Evaluate The Definite Integral. 2 E 1/x5 X6 Dx 1

Evaluating the Definite Integral: ∫₂¹ e^(1/x⁵) / x⁶ dx

Evaluating definite integrals is a cornerstone of calculus, crucial for numerous applications in physics, engineering, and other scientific fields. This article delves into the process of evaluating a specific definite integral, ∫₂¹ e^(1/x⁵) / x⁶ dx, demonstrating various techniques and providing a step-by-step solution. We'll explore the intricacies of substitution, the importance of proper limits of integration, and the significance of understanding the underlying concepts.

Understanding the Problem: ∫₂¹ e^(1/x⁵) / x⁶ dx

The integral presents a seemingly complex function. However, with the right approach, it simplifies significantly. The key lies in recognizing the potential for substitution to simplify the integrand. Our focus will be on finding a suitable substitution that transforms the integral into a more manageable form.

The Power of Substitution: A Strategic Approach

The core strategy for solving this integral lies in the method of substitution (also known as u-substitution). The goal is to find a suitable substitution that will simplify the integrand, making it easier to integrate. Let's analyze the integrand: e^(1/x⁵) / x⁶. We observe that the derivative of 1/x⁵ is related to the denominator, x⁶.

Let's choose our substitution:

u = 1/x⁵ = x⁻⁵

Now, we need to find the derivative of u with respect to x:

du/dx = -5x⁻⁶ = -5/x⁶

We can rearrange this to solve for dx:

dx = -x⁶/5 du

Now, we substitute u and dx into our original integral:

∫₂¹ e^(1/x⁵) / x⁶ dx = ∫₂¹ eᵘ (-x⁶/5 du) / x⁶

Notice how the x⁶ terms cancel out, significantly simplifying the integral:

∫₂¹ eᵘ (-1/5) du = (-1/5) ∫₂¹ eᵘ du

Integrating the Simplified Expression

The integral is now considerably easier to evaluate. The integral of eᵘ with respect to u is simply eᵘ:

(-1/5) ∫₂¹ eᵘ du = (-1/5) [eᵘ]₂¹

Handling the Limits of Integration

This is a crucial step often missed by beginners. Since we performed a substitution, we must change the limits of integration from x-values to u-values. Recall that u = 1/x⁵:

• When x = 2, u = 1/2⁵ = 1/32
• When x = 1, u = 1/1⁵ = 1

Therefore, our integral becomes:

(-1/5) [eᵘ]₁⁽¹/³²⁾

Evaluating the Definite Integral

Now, substitute the limits of integration into the expression:

(-1/5) [e¹ - e^(¹/³²)] = (-1/5) [e - e^(¹/³²)]

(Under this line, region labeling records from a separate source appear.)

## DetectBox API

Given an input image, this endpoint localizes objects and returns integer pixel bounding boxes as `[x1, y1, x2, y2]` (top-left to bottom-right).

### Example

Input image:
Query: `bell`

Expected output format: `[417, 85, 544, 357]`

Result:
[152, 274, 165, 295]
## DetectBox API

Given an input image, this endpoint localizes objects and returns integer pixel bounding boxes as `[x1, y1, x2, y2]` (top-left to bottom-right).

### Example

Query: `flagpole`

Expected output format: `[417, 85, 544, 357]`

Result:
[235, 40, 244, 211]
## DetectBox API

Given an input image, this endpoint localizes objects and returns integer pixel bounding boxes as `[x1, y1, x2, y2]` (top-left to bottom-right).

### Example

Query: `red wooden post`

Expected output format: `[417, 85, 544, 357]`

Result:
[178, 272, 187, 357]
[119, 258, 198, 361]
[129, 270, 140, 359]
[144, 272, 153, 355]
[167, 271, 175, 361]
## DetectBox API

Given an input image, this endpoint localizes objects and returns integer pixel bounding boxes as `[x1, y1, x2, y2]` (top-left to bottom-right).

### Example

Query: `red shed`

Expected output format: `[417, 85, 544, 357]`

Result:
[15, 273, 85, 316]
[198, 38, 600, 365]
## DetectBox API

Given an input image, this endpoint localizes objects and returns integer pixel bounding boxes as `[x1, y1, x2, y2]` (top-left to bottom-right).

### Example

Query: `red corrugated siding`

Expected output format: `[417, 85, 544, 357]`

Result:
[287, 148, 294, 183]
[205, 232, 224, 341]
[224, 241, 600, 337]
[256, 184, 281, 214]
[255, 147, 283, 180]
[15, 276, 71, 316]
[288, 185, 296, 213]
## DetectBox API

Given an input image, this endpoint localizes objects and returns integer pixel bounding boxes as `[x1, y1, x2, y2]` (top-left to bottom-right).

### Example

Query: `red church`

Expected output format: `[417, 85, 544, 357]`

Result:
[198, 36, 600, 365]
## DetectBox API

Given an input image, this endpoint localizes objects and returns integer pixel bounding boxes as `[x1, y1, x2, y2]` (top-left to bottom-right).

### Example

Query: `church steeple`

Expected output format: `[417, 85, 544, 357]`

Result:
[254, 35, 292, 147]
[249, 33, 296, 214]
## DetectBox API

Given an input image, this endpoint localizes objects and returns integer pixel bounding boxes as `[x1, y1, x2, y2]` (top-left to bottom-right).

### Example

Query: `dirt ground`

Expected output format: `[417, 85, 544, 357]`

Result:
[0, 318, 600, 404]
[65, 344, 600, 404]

This is our final answer. Although we cannot simplify it further to an exact numerical value without a calculator, we have successfully evaluated the definite integral using the method of substitution.

Numerical Approximation and Significance

While the exact expression (-1/5) [e - e^(¹/³²)] is perfectly valid, it's often helpful to obtain a numerical approximation using a calculator:

(-1/5) [e - e^(¹/³²)] ≈ -0.1264

This numerical value offers a practical interpretation of the area under the curve represented by the integral. The negative sign indicates that the area lies predominantly below the x-axis.

Further Applications and Extensions

The techniques demonstrated here are applicable to a broader range of definite integrals involving exponential functions and rational functions. Understanding substitution is fundamental for mastering more advanced integration techniques like integration by parts and trigonometric substitution. This problem highlights the importance of carefully choosing a suitable substitution to simplify the integrand and accurately handle the limits of integration.

Common Mistakes and Troubleshooting

Several common mistakes can arise when evaluating definite integrals using substitution:

• Forgetting to change the limits of integration: This is a critical error. Always transform the limits of integration from the original variable to the substituted variable.
• Incorrectly computing the derivative of the substitution: A slight error in calculating du/dx will propagate through the entire solution, leading to an inaccurate result. Double-checking this step is crucial.
• Ignoring the constant of integration in definite integrals: While the constant of integration cancels out when evaluating a definite integral, forgetting it during the intermediate steps can confuse the process.
• Misinterpreting the signs: Pay close attention to signs, especially when dealing with negative exponents or derivatives.

Conclusion: Mastering Definite Integrals

This detailed walkthrough illustrates the systematic approach required to evaluate a seemingly complex definite integral. Through the application of substitution and careful attention to detail, we successfully found a solution and gained a better understanding of the numerical significance of the result. Mastering these techniques is paramount for success in calculus and its numerous applications across scientific disciplines. Remember to practice various examples and refine your skills to handle increasingly complex integration problems effectively. The key is a structured approach, careful execution of steps, and a solid understanding of the underlying mathematical principles.